ECG Lead II And Volume Responsiveness – The Brody Effect

The Brody effect highlights the relationship between intracavitary blood volume and the heart’s electrical activity, which, in turn, offers a dynamic tool to gauge volume responsiveness.

Since blood is an excellent conductor of electricity, variable preload can lead to variable ECG readings, namely the amplitude of the R-wave in lead II. For example, increased left ventricular (LV) volume heightens radial electrical forces and increases the QRS amplitude. Conversely, decreased LV volume reduces the QRS amplitude. This dynamic interplay is particularly pronounced in patients receiving positive pressure ventilation (PPV), where intrathoracic pressure fluctuations during the respiratory cycle create observable variations in the R-wave amplitude.

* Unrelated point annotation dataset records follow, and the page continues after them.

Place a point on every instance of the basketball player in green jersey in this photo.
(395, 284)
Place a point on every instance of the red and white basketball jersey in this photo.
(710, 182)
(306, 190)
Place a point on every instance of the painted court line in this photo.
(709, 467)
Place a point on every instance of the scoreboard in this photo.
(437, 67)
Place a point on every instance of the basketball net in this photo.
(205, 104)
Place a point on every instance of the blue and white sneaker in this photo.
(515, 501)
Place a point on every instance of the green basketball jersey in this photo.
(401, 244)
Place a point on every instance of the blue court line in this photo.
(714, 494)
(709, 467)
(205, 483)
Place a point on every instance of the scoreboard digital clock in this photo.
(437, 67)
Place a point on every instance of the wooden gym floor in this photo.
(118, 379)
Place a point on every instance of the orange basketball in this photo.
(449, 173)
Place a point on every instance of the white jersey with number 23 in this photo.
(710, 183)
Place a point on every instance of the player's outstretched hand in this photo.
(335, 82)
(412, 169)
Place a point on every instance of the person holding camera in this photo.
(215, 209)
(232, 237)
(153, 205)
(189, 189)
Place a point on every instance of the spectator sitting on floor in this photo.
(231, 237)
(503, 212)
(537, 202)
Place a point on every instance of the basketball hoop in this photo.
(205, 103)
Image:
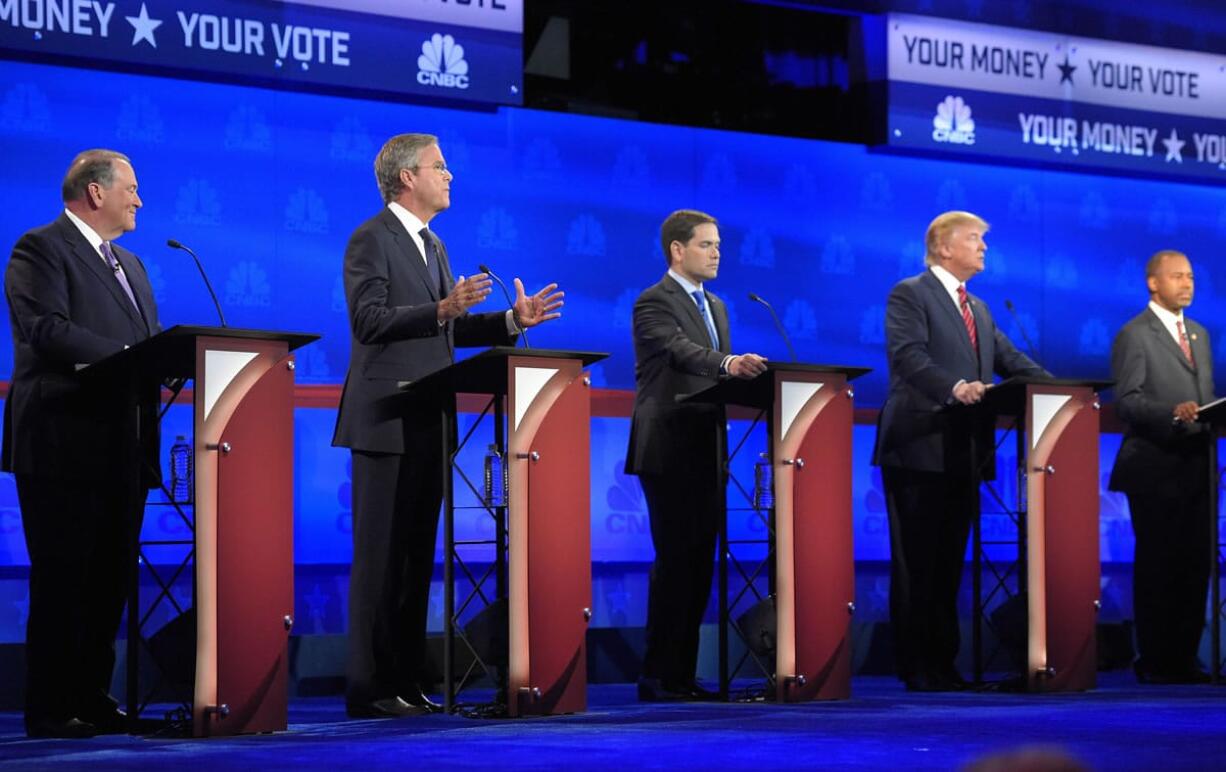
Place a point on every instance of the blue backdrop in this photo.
(266, 185)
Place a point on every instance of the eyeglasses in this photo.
(438, 166)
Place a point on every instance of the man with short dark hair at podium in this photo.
(1164, 369)
(943, 348)
(681, 346)
(407, 314)
(75, 298)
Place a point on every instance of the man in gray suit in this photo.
(943, 349)
(1162, 365)
(681, 346)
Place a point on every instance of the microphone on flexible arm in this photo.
(209, 284)
(779, 325)
(1021, 327)
(510, 303)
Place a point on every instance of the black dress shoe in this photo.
(417, 697)
(654, 690)
(61, 728)
(699, 691)
(388, 707)
(931, 681)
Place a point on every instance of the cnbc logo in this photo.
(441, 63)
(953, 123)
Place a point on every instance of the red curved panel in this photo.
(825, 576)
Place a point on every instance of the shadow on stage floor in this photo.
(1119, 726)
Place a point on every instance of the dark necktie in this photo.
(1183, 343)
(432, 259)
(706, 317)
(964, 303)
(108, 255)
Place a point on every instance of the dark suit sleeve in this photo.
(38, 297)
(373, 319)
(907, 338)
(656, 332)
(1129, 367)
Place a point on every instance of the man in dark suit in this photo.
(407, 314)
(681, 346)
(75, 298)
(943, 348)
(1162, 365)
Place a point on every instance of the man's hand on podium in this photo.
(1186, 412)
(747, 365)
(970, 392)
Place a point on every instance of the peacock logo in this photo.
(441, 63)
(953, 123)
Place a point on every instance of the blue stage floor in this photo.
(1121, 726)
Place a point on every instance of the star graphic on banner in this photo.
(144, 27)
(1067, 70)
(1173, 147)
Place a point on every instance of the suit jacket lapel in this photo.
(689, 310)
(412, 255)
(720, 314)
(942, 299)
(95, 264)
(1167, 341)
(131, 270)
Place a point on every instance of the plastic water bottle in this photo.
(764, 483)
(182, 471)
(495, 478)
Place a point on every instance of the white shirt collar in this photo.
(1166, 316)
(412, 223)
(90, 234)
(688, 286)
(948, 281)
(1168, 319)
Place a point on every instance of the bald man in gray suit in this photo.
(1162, 365)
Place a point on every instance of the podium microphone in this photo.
(1021, 329)
(779, 325)
(174, 244)
(510, 303)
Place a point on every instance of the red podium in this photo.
(544, 400)
(808, 412)
(1057, 434)
(243, 533)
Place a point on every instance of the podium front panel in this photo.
(244, 536)
(549, 534)
(1063, 564)
(815, 583)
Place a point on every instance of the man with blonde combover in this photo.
(943, 349)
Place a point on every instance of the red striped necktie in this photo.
(967, 317)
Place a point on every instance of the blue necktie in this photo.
(706, 317)
(432, 260)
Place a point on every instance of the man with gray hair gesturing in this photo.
(406, 315)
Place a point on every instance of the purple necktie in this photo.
(113, 264)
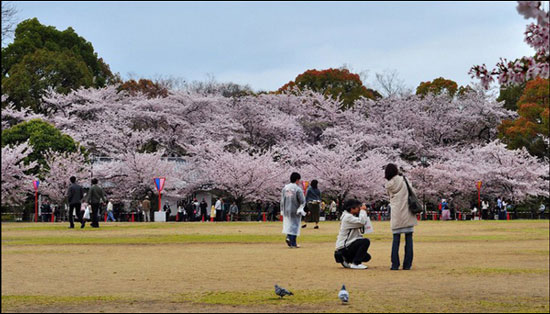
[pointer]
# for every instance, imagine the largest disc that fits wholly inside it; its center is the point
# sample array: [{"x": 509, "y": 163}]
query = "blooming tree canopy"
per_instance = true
[{"x": 526, "y": 68}]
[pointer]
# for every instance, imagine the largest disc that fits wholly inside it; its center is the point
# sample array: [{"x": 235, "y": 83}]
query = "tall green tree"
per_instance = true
[
  {"x": 531, "y": 129},
  {"x": 510, "y": 95},
  {"x": 333, "y": 83},
  {"x": 42, "y": 137},
  {"x": 42, "y": 57}
]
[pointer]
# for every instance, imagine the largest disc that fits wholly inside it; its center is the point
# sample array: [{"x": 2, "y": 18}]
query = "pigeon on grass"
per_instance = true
[
  {"x": 281, "y": 292},
  {"x": 343, "y": 295}
]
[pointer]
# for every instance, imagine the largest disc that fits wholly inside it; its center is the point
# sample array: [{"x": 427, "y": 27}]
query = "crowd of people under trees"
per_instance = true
[{"x": 191, "y": 209}]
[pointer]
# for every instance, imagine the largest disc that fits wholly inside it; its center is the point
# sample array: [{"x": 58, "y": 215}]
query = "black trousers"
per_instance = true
[
  {"x": 407, "y": 263},
  {"x": 95, "y": 215},
  {"x": 357, "y": 252},
  {"x": 76, "y": 208}
]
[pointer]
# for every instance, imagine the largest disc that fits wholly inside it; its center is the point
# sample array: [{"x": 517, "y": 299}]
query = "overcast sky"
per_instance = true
[{"x": 266, "y": 45}]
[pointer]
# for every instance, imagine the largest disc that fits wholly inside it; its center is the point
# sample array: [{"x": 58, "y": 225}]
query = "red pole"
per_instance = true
[
  {"x": 159, "y": 201},
  {"x": 36, "y": 206},
  {"x": 479, "y": 199}
]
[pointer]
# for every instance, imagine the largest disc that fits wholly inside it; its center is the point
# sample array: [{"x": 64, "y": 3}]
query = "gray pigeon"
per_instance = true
[
  {"x": 281, "y": 292},
  {"x": 343, "y": 295}
]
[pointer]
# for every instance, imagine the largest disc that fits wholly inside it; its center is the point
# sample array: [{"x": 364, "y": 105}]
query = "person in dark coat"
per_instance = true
[
  {"x": 74, "y": 198},
  {"x": 95, "y": 198}
]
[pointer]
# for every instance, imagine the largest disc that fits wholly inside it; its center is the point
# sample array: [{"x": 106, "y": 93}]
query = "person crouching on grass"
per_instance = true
[{"x": 351, "y": 247}]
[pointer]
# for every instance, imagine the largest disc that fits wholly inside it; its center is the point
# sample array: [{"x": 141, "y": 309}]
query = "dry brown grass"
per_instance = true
[{"x": 458, "y": 267}]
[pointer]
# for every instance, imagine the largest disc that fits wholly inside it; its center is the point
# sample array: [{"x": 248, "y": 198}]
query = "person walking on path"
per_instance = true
[
  {"x": 402, "y": 220},
  {"x": 146, "y": 207},
  {"x": 292, "y": 209},
  {"x": 219, "y": 209},
  {"x": 313, "y": 200},
  {"x": 259, "y": 210},
  {"x": 110, "y": 216},
  {"x": 203, "y": 209},
  {"x": 95, "y": 197},
  {"x": 333, "y": 210},
  {"x": 234, "y": 210},
  {"x": 75, "y": 194}
]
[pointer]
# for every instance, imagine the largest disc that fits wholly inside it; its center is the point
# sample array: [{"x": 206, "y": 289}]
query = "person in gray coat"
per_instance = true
[
  {"x": 402, "y": 220},
  {"x": 74, "y": 198}
]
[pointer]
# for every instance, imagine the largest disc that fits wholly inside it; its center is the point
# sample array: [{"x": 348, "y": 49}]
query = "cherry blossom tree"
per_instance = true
[
  {"x": 244, "y": 176},
  {"x": 525, "y": 68},
  {"x": 247, "y": 146},
  {"x": 60, "y": 167},
  {"x": 16, "y": 184}
]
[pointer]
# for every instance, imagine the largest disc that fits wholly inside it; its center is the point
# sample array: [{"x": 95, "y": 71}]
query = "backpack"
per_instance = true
[{"x": 414, "y": 205}]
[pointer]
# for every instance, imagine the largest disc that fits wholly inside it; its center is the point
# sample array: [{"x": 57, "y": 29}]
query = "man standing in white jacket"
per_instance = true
[
  {"x": 350, "y": 239},
  {"x": 292, "y": 209}
]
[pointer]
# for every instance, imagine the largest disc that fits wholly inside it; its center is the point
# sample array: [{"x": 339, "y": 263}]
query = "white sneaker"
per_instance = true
[{"x": 360, "y": 266}]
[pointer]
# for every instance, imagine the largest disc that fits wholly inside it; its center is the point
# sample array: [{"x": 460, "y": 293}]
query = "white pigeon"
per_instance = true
[{"x": 343, "y": 295}]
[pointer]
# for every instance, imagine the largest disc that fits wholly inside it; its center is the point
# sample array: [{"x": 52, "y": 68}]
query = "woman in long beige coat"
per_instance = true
[{"x": 402, "y": 220}]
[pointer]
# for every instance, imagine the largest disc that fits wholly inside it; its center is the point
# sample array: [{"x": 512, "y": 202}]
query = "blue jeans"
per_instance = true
[{"x": 407, "y": 263}]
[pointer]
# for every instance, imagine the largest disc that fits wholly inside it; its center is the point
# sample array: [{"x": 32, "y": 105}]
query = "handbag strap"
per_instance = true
[{"x": 407, "y": 183}]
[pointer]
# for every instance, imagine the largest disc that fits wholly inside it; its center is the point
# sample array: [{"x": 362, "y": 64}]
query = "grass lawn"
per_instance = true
[{"x": 466, "y": 266}]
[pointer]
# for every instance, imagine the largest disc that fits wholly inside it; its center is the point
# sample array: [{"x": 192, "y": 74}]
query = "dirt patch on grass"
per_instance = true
[{"x": 481, "y": 272}]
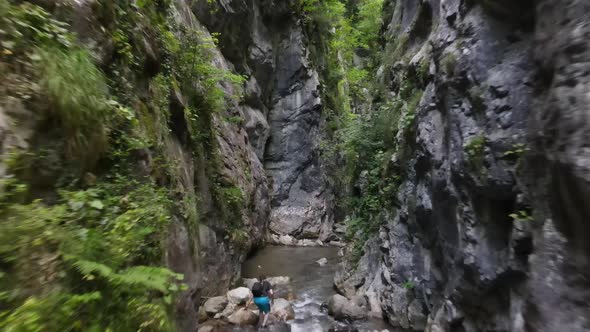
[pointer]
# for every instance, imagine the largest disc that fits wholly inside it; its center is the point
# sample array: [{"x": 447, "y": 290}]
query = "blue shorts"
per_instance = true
[{"x": 263, "y": 303}]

In ventilated ICU patients, respiratory-induced R-wave amplitude variations in Lead II provide a dynamic index of volume responsiveness. After establishing a baseline QRS amplitude during stable respiration, one can measure the maximum R-wave amplitude (RDIImax) during the inspiratory phase of positive pressure ventilation when LV preload increases followed by the minimum amplitude during expiration (RDIImin). The amplitude variability can then be calculated as 100 x [RDIImax-RDIImin]/([RDIImax + RDIImin] / 2. Some data suggest that this amplitude variability might correlate with pulse pressure variation.

The Brody effect may also play a role during exercise testing. In healthy patients, an increased diastolic volume and R-wave amplitude during exercise reflect a benign physiological response; however, in patients with coronary artery disease and LV dysfunction, a rise in R-wave amplitude during stress may signify maladaptive LV dilation, indicating a potential adverse outcome.